Эти слова запали мне в душу. Непреодолимая сила гнала меня прочь из Женевы. Наконец, мне удалось распрощаться с моим хозяином и приехать в Париж. Кардильяк принял меня очень холодно и сурово, но я не пришел в отчаяние и попросил дать мне какую-нибудь работу, хотя бы самую ничтожную. Он поручил мне сделать небольшой перстень. Когда я принес ему готовую вещь, глаза его засверкали, точно он хотел пронзить меня взглядом насквозь.
«Ну, – сказал он, – вижу, что ты хороший подмастерье и действительно можешь быть мне помощником. Платить тебе я буду исправно, ты останешься мной доволен!»
Слово это он сдержал. Несколько недель я прожил у него, так и не увидев Мадлен, гостившей, если я не ошибаюсь, в деревне у своей кормилицы. Но наконец она возвратилась. Что я почувствовал, увидев этого ангела, – я не берусь описать. Никогда ни один человек не любил так, как люблю ее я! А теперь! О Мадлен, Мадлен!

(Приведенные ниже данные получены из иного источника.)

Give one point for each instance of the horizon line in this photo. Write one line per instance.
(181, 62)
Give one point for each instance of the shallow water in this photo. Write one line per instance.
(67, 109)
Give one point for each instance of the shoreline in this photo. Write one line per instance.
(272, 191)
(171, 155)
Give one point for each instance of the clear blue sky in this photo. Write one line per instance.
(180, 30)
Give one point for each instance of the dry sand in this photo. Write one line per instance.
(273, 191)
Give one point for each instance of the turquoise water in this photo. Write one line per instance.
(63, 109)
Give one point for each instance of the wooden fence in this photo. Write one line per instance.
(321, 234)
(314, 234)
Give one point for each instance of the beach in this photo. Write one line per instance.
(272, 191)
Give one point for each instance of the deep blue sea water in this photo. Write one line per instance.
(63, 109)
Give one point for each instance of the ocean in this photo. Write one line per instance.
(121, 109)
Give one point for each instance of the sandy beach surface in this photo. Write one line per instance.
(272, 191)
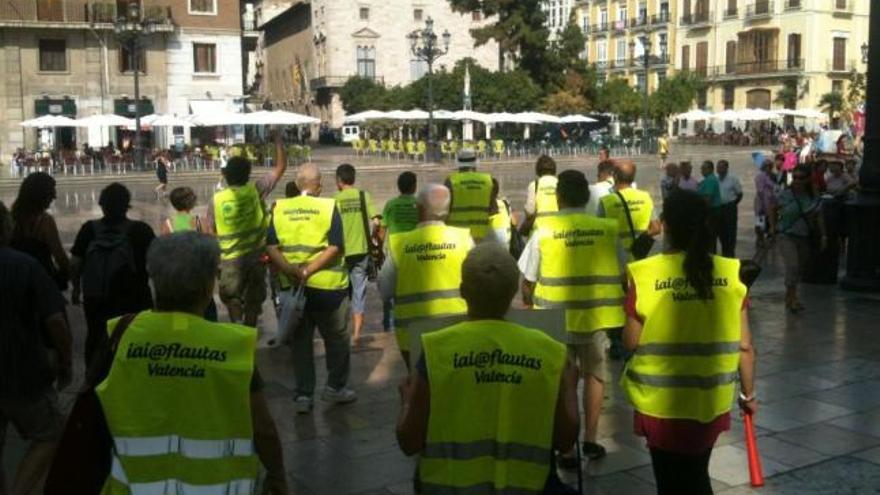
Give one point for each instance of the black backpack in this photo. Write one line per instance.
(109, 264)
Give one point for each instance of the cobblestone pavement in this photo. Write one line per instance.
(818, 372)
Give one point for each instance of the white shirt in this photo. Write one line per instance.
(530, 261)
(731, 188)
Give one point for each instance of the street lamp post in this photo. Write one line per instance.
(863, 213)
(424, 46)
(131, 28)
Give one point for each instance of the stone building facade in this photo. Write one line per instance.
(311, 48)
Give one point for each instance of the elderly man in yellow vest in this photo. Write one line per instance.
(625, 200)
(541, 193)
(575, 262)
(489, 400)
(423, 270)
(182, 399)
(237, 215)
(306, 244)
(471, 196)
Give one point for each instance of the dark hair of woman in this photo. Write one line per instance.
(36, 193)
(686, 214)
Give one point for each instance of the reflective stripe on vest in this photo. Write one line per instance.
(181, 442)
(428, 265)
(241, 221)
(641, 207)
(545, 198)
(302, 225)
(471, 194)
(686, 363)
(590, 292)
(494, 387)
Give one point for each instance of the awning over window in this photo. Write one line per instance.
(60, 106)
(125, 107)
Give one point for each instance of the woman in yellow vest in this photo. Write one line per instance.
(687, 325)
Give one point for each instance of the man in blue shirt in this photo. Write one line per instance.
(710, 188)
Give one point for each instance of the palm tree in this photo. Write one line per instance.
(832, 103)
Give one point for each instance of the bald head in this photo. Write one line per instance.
(308, 178)
(624, 172)
(433, 202)
(489, 280)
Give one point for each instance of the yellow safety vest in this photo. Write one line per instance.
(545, 197)
(494, 387)
(177, 403)
(685, 366)
(428, 264)
(302, 225)
(641, 207)
(580, 271)
(349, 203)
(471, 196)
(241, 221)
(501, 220)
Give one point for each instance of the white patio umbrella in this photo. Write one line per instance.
(577, 119)
(364, 116)
(694, 115)
(278, 117)
(49, 121)
(542, 117)
(105, 120)
(726, 115)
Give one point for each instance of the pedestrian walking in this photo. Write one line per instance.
(422, 272)
(197, 419)
(35, 231)
(687, 326)
(710, 190)
(399, 215)
(731, 195)
(555, 277)
(482, 426)
(359, 220)
(471, 196)
(32, 312)
(237, 215)
(306, 244)
(801, 230)
(108, 266)
(541, 193)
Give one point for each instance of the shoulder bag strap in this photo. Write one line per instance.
(367, 233)
(632, 229)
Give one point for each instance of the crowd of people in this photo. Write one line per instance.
(488, 405)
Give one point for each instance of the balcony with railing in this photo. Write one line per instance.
(696, 20)
(841, 66)
(76, 14)
(762, 9)
(762, 68)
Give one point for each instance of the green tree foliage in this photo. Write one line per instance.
(518, 28)
(832, 103)
(674, 95)
(618, 97)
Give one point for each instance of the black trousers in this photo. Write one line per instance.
(727, 229)
(679, 474)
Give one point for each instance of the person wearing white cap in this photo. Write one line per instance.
(471, 196)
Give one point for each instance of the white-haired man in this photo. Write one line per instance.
(307, 245)
(423, 270)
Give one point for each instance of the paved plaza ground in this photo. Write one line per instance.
(818, 371)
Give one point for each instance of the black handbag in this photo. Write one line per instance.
(642, 243)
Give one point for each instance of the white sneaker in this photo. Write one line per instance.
(303, 404)
(342, 396)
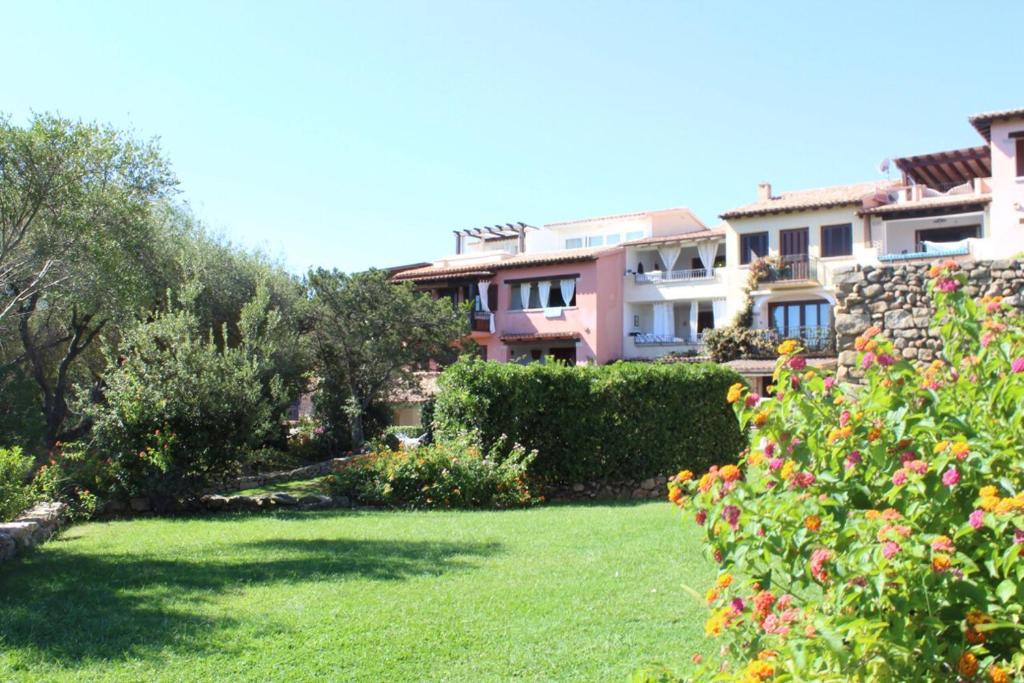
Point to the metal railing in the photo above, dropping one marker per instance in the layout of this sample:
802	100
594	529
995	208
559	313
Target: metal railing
675	275
814	339
794	268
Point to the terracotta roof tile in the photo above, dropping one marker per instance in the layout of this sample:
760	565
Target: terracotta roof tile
803	200
983	122
517	261
931	203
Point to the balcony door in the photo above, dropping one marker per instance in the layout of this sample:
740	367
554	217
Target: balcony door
793	247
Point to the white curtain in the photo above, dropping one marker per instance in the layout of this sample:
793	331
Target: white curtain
694	307
524	289
665	321
482	288
707	251
544	287
669	256
568	289
718	308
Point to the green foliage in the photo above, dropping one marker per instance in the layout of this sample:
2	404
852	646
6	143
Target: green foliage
15	493
180	412
370	337
877	528
728	343
627	420
453	475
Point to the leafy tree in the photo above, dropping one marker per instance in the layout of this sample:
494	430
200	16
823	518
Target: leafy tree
76	246
370	336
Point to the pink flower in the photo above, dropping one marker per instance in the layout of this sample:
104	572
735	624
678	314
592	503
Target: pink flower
977	519
731	514
918	466
802	479
852	460
950	477
818	559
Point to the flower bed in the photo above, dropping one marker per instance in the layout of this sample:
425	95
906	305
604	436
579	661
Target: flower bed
879	528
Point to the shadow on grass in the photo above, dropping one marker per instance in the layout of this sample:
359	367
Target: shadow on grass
58	604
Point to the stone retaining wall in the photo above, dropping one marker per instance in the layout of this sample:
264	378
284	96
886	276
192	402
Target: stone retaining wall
653	487
895	298
34	526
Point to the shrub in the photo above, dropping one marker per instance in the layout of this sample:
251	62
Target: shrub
455	475
728	343
15	494
628	420
180	413
875	532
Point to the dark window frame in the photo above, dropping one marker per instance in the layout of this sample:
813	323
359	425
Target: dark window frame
747	253
828	241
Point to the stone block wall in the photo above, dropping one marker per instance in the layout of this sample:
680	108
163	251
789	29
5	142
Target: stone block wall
34	526
895	298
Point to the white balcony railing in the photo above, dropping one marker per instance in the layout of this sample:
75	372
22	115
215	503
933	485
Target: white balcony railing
675	275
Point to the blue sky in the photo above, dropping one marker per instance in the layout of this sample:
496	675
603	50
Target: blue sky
359	134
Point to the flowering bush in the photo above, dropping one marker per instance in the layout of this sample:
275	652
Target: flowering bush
453	475
875	531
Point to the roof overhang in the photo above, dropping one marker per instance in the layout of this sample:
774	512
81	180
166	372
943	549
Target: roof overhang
943	170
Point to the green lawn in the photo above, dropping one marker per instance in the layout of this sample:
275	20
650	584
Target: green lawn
558	593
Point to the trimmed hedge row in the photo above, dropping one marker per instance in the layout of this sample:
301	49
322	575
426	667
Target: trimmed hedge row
627	420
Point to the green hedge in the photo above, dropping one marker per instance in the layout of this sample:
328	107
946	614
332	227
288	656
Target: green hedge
627	420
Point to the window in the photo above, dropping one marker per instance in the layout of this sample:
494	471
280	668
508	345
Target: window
837	240
555	298
753	246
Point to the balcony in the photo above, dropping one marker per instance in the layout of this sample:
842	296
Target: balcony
691	274
793	268
480	321
815	340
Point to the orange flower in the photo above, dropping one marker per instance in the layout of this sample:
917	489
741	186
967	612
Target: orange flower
729	473
968	665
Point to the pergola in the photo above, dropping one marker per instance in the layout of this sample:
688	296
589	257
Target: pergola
943	170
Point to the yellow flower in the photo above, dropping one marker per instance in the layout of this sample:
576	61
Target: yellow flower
968	665
729	473
997	674
787	347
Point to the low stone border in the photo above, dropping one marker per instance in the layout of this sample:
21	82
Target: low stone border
33	527
283	476
652	487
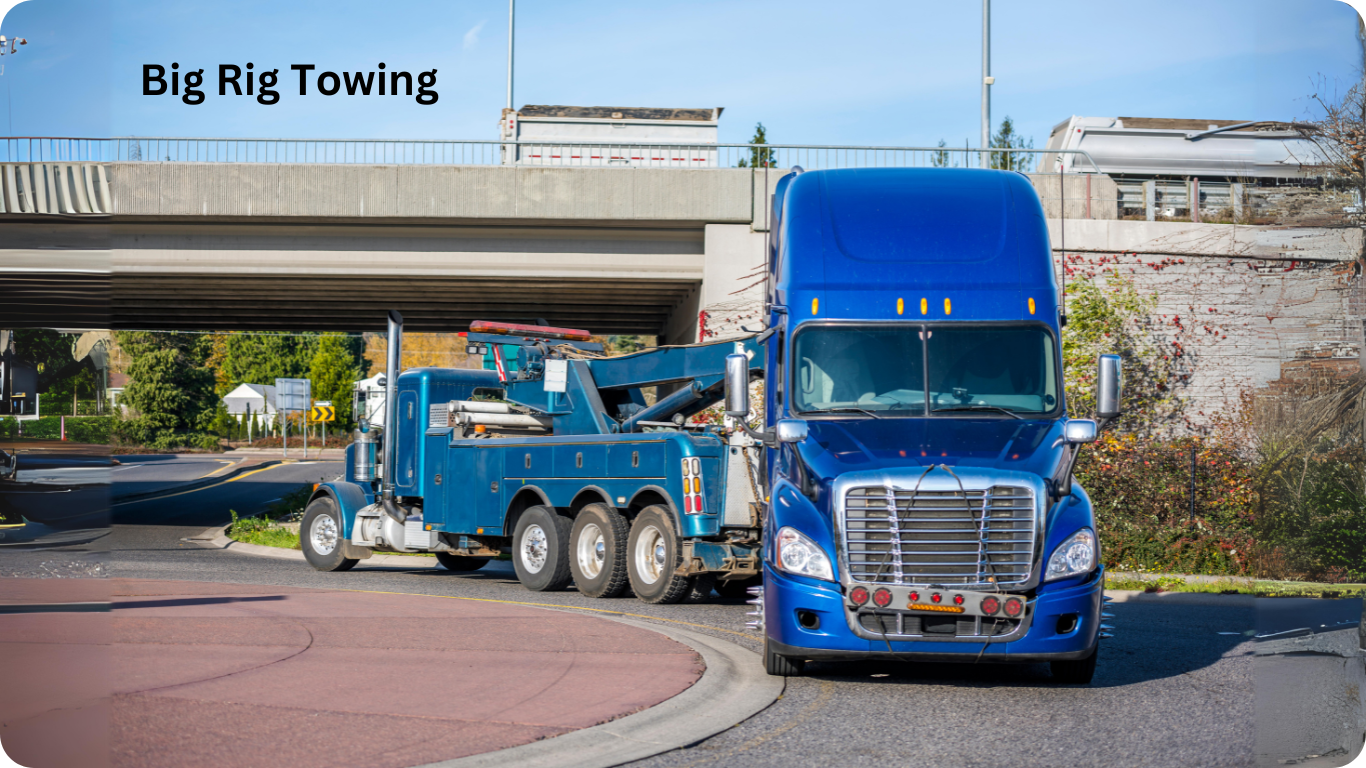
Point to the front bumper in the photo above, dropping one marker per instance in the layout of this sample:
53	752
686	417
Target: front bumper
786	596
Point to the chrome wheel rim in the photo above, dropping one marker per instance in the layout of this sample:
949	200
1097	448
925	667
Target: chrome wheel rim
650	555
323	535
534	548
592	550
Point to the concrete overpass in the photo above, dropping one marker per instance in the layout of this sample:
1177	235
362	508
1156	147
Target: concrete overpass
329	246
310	246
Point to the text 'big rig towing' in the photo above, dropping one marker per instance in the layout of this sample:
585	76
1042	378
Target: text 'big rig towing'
909	495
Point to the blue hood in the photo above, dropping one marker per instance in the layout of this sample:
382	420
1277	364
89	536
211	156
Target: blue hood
835	447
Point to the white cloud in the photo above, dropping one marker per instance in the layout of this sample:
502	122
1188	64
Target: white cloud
471	37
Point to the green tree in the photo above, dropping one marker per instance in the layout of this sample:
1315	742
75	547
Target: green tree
623	345
760	156
939	157
261	358
1007	138
170	384
333	372
1113	317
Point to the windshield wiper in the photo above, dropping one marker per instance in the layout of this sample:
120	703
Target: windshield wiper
978	409
848	409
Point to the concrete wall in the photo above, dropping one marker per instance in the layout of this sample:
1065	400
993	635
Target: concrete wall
1247	305
1088	196
454	193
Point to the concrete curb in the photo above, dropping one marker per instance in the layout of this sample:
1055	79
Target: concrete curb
1180	597
732	689
217	539
193	485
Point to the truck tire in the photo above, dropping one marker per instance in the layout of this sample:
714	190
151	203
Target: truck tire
541	550
459	563
321	536
782	666
597	551
653	552
1078	671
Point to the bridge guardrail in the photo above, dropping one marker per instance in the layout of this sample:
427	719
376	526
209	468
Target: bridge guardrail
440	152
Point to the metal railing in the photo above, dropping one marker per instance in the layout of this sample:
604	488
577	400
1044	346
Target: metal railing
439	152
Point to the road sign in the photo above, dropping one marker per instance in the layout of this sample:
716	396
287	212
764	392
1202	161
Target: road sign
291	394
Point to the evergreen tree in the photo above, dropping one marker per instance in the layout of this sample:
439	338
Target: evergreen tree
261	358
939	157
170	383
1007	138
333	372
760	157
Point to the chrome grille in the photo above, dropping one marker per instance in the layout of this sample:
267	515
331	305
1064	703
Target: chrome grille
950	537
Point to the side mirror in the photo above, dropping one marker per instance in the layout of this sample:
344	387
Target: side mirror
1108	387
791	431
1079	431
738	386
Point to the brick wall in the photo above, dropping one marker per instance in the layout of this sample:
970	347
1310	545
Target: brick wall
1239	324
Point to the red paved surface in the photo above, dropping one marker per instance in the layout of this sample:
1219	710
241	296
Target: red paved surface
186	674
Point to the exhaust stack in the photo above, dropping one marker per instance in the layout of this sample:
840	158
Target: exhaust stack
391	413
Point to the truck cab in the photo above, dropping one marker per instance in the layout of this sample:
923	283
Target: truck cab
558	461
921	495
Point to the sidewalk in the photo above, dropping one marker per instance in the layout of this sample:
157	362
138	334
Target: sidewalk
211	674
295	453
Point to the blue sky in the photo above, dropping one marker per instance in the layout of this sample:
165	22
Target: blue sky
888	73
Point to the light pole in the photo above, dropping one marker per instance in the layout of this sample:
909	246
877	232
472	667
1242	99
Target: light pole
511	38
986	78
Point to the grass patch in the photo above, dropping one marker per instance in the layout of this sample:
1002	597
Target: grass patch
1258	588
282	537
261	530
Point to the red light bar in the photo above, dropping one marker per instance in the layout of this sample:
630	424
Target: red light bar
537	331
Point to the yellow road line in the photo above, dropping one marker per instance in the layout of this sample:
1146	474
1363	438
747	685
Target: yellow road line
227	465
555	606
205	488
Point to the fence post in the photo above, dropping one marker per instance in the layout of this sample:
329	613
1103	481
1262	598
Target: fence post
1193	483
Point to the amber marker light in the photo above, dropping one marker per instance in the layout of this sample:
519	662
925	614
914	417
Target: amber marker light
936	608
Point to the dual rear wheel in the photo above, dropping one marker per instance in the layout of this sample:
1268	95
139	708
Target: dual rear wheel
601	554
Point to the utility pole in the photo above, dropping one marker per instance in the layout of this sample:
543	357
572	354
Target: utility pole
511	40
986	78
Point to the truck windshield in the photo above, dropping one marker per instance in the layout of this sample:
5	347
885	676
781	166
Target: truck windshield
909	369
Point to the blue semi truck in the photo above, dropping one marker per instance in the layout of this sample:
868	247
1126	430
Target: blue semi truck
909	494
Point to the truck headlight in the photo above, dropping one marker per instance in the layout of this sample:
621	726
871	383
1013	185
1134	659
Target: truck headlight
1074	556
799	555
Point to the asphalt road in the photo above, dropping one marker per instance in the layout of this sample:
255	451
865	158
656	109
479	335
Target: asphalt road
246	494
1169	689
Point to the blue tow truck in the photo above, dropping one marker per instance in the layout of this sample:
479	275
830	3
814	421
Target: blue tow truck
909	494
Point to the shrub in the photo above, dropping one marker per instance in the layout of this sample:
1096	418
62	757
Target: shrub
1141	494
92	429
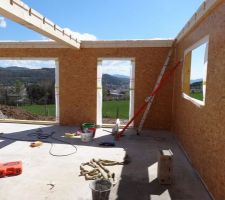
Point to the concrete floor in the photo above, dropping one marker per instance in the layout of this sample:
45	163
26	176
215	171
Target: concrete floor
136	181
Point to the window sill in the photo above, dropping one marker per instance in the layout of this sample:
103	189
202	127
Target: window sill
193	100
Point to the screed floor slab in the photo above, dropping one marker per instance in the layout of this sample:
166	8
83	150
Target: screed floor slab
47	177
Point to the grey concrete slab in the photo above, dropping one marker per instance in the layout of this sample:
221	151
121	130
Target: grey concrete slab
137	180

Оливье не мог продолжать и, закрыв обеими руками лицо, разрыдался как ребенок. Наконец, сделав над собой невероятное усилие, он продолжил:
– Мадлен с первой же встречи почувствовала ко мне расположение. Все чаще и чаще она стала приходить в мастерскую. Как ни зорко следил за нами Кардильяк, мы украдкой обменивались тихими рукопожатиями или взглядами – и это сделало свое дело. Союз был заключен без ведома отца. Я надеялся составить себе независимое положение, а потом, пользуясь хорошим отношением Кардильяка, просить у него руки Мадлен. Однажды утром, в ту минуту, как я собирался приняться за работу, Кардильяк вошел ко мне в комнату с гневным, презрительным видом.
«Ты мне больше не нужен, – сказал он, – можешь сейчас же убираться вон из моего дома, и прошу тебя больше сюда не возвращаться. Причины моего теперешнего поступка объяснять тебе я не буду. Скажу одно, что для такого паршивца, как ты, виноград, к которому ты вздумал протянуть руку, висит слишком высоко».